About Dr. C. David Molina
C. David Molina, M.D., M.S. in public health, was born Sept. 7, 1926. He grew up in Arizona before attending San Diego State College where he met his wife, Mary, and they graduated together in 1951. He worked as a school teacher before attending medical school.
Molina received his medical degree from the California College of Medicine and then opened a private internal medicine practice. He developed Long Beach’s first Intensive Care Unit at Pacific Hospital in 1962, remaining there as director of ICU until 1976 and then director of the emergency department for 21 years.
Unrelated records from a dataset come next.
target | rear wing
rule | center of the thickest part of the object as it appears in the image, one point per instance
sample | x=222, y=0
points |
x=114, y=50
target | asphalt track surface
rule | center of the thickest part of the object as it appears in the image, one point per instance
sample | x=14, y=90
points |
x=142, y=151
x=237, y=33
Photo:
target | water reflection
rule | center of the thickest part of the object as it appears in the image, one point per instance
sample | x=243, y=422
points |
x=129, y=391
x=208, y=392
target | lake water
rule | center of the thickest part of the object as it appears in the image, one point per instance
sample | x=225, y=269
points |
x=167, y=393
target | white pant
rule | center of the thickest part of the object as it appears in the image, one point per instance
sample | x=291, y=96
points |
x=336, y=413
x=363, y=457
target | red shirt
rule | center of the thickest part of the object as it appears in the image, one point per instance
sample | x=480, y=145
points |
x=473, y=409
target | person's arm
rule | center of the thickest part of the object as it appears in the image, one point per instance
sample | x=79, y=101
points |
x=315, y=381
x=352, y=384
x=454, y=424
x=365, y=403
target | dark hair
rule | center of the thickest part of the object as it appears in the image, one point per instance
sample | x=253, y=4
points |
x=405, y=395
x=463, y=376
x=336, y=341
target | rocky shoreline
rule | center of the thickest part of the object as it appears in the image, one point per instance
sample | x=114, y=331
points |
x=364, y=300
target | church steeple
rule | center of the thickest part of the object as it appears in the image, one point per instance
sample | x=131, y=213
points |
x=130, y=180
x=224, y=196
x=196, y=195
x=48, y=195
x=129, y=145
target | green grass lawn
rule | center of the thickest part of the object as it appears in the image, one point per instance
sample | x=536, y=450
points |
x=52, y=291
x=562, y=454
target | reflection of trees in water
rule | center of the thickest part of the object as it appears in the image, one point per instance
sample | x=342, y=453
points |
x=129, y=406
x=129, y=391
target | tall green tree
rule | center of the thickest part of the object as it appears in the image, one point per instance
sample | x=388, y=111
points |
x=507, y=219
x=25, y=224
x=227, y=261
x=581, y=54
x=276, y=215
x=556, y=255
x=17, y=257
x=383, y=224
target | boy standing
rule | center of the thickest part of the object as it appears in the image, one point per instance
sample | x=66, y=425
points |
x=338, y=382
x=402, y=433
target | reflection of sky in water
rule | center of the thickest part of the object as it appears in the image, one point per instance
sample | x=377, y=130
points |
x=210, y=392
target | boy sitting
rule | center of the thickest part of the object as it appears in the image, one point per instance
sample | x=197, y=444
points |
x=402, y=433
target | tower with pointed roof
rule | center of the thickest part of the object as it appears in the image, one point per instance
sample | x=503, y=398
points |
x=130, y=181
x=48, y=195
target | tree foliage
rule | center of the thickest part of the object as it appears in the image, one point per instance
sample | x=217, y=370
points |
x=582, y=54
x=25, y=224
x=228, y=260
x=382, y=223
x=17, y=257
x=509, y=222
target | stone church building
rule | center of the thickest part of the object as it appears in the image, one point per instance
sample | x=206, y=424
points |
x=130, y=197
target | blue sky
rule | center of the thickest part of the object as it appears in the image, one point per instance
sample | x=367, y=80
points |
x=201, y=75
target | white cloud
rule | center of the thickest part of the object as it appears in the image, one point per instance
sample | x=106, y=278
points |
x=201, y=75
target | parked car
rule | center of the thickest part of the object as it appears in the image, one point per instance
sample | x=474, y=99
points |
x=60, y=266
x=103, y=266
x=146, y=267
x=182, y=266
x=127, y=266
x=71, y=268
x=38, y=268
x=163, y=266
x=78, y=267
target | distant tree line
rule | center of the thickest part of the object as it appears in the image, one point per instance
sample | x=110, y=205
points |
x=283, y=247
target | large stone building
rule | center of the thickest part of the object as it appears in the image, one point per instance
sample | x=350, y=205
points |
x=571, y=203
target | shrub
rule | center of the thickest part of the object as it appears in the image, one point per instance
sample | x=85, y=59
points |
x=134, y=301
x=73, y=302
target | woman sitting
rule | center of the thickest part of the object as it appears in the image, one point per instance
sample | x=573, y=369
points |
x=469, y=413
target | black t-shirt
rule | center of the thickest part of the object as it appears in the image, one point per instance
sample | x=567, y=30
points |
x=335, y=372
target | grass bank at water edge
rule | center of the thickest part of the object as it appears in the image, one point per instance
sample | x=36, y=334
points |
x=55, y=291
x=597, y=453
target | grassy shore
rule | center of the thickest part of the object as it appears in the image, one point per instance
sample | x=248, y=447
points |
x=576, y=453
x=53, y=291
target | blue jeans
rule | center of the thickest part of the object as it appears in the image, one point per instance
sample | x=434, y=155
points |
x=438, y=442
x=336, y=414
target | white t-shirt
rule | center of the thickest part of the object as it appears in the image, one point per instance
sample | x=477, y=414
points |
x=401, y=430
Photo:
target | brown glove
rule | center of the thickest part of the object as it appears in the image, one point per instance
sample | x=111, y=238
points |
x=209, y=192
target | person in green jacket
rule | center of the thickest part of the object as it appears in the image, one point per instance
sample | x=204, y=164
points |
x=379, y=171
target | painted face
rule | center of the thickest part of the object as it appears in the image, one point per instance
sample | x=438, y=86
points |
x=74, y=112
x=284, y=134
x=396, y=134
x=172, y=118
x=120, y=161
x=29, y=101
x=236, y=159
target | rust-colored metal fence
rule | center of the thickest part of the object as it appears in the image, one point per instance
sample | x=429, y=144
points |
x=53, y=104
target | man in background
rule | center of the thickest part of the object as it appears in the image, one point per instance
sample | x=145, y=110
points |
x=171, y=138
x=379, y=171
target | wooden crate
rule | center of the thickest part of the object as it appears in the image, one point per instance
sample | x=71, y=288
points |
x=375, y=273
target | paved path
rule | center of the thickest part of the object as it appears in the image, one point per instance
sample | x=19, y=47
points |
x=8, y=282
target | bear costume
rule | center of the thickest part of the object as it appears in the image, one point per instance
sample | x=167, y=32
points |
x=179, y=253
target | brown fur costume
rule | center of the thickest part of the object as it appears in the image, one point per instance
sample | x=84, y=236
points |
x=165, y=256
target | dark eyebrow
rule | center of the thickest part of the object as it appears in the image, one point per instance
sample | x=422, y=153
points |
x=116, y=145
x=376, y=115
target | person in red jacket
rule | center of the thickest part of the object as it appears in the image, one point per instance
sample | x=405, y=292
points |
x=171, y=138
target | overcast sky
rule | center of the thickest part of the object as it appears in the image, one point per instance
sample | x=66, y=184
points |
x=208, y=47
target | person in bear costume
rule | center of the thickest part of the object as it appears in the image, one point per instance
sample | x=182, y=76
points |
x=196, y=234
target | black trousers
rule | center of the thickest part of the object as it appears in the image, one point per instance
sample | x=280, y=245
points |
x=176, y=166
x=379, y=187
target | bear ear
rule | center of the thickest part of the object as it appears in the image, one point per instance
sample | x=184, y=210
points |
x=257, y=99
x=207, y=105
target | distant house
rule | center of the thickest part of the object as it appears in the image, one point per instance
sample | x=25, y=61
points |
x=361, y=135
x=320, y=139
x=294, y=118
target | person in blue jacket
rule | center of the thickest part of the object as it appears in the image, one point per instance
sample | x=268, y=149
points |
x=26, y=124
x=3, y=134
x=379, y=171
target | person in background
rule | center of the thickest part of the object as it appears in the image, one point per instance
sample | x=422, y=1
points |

Molina received his M.S. in public health with an emphasis in medical administration from UCLA in 1970. He then worked in the areas of HMO organization and administration in a consultant capacity with General Medical Centers Health Plan in Pomona, California.
In 1985, Molina created Molina Medical Centers and received a contract with the Department of Health Services under the new Primary Care Case Management (PCCM) program. Within five years, Molina Medical Centers became the largest PCCM contractor in the state, with 12 staff-model offices and 10,000 members. Molina Medical Centers received its Knox-Keene license in 1994—becoming the first PCCM in 10 years to make the transition from partial risk to full-risk contractor. Under his tenure as president and CEO, Molina Medical Centers grew to more than 105,000 members. Molina’s provider network included 29 staff-model offices with an additional 8,000 providers in eight counties.
Molina died Dec. 8, 1996. He and his wife, who died in 2012, are survived by their two adult sons and three daughters—Mario, John, Martha, Janet and Josephine, as well as their spouses and children.
His legacy remains through his children and the organization he founded—Molina Healthcare Inc., now a publicly traded Fortune 500 company.